This is a question from lecture notes, but we did not have enough time to cover it in class. It is asked to show that $$\sum_{k=1}^n k^5 = \Omega(n^6)$$ using mathematical induction.
Note: $\Omega(g(n))$ is the lower bound for $f(x)$, which defined as there exist positive constants $c$ and $n_0$ such that $0 \leq c \cdot g(n) \leq f(n) \ \text{for all} \ n \geq n_0 $.
On
Here's a hint for the induction step: notice that $$(n+1)^6 = n^6 + 6n^5 + 15n^4 + 20n^3 + 15n^2 + 6n + 1$$ And, for $n \ge 1$, $n^5 \ge n^k$ for $k \le 5$, so $$(n+1)^6 \le n^6 + 63n^5.$$
Using this, you should be able to prove the result you want with $c = \frac{1}{63}$.
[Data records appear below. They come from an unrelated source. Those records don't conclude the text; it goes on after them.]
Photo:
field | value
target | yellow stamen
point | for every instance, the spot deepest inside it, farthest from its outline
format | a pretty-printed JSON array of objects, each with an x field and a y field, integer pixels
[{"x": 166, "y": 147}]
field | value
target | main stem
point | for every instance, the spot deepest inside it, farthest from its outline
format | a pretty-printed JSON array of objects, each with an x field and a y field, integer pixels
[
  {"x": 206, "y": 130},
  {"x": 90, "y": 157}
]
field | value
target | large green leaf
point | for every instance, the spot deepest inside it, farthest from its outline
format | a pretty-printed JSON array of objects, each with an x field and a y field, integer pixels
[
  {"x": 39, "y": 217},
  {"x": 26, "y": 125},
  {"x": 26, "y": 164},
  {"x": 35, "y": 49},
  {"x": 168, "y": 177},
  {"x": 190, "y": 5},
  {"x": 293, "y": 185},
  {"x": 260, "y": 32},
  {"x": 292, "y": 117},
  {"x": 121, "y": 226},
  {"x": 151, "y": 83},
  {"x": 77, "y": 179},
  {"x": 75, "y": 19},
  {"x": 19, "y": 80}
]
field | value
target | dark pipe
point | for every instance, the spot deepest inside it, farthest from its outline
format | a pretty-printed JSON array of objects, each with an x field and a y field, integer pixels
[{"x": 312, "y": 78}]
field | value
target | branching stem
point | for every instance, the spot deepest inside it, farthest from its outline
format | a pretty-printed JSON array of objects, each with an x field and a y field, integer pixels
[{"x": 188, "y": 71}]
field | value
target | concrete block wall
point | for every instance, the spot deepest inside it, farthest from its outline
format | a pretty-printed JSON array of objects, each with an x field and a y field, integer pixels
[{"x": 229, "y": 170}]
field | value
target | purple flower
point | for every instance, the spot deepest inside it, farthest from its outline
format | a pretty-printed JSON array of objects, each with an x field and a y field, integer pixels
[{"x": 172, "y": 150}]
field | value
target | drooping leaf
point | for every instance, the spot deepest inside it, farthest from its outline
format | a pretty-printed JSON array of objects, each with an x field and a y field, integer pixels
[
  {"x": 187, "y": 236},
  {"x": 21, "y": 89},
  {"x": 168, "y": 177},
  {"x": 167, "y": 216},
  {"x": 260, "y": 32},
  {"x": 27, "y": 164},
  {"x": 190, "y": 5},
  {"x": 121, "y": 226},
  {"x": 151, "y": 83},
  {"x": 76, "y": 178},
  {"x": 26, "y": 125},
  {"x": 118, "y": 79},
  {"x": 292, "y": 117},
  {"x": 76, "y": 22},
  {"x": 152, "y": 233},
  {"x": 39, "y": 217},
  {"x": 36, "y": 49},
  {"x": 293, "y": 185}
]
Michael Biro suggests in his answer that you should be able to use $c = \frac{1}{6}$. It is certainly true that this value of $c$ works. Indeed, since $x \mapsto x^5$ is monotone increasing, $$\frac{1}{6}n^6 = \int_0^n x^5\;dx \le \sum_{k=1}^n k^5.$$
However, I don't see a straightforward way to use induction to prove $c=\frac{1}{6}$ works.
Suppose that we have the induction hypothesis
$$\sum_{k=1}^nk^5\ge cn^6\;.\tag{1}$$
We want to choose $c>0$ so that this ensures that
$$\sum_{k=1}^{n+1}k^5\ge c(n+1)^6\;.$$
Now
$$\sum_{k=1}^{n+1}k^5=(n+1)^5+\sum_{k=1}^nk^5\ge(n+1)^5+cn^6$$
by the induction hypothesis $(1)$, so we want to choose $c$ so that
$$(n+1)^5+cn^6\ge c(n+1)^6\;.$$
It’s convenient to divide through by $c$ (which we can do because $c>0$ and rewrite this as
$$(n+1)^6\le n^6+\frac1c(n+1)^5\;.$$
Expanding the lefthand side and simplifying yields
$$6n^5+15n^4+20n^3+15n^2+6n+1\le\frac1c(n+1)^5$$
or, finally,
$$c\le\frac{n^5+5n^4+10n^3+10n^2+5n+1}{6n^5+15n^4+20n^3+15n^2+6n+1}\;.\tag{2}$$
The question, then, is how to choose $c>0$ so that $(2)$ is true for every $n$ from some point on.
HINT:
$$\frac{n^5+5n^4+10n^3+10n^2+5n+1}{6n^5+15n^4+20n^3+15n^2+6n+1}\ge\frac{n^5}{63n^5}$$
for all $n\ge 1$; why?
If you’re feeling ambitious, you can try showing that
$$\frac{n^5+5n^4+10n^3+10n^2+5n+1}{6n^5+15n^4+20n^3+15n^2+6n+1}\ge\frac{n^5}{10n^5}$$
for all $n\ge 15$; then you can use $c=\frac1{10}$ and $n_0=15$.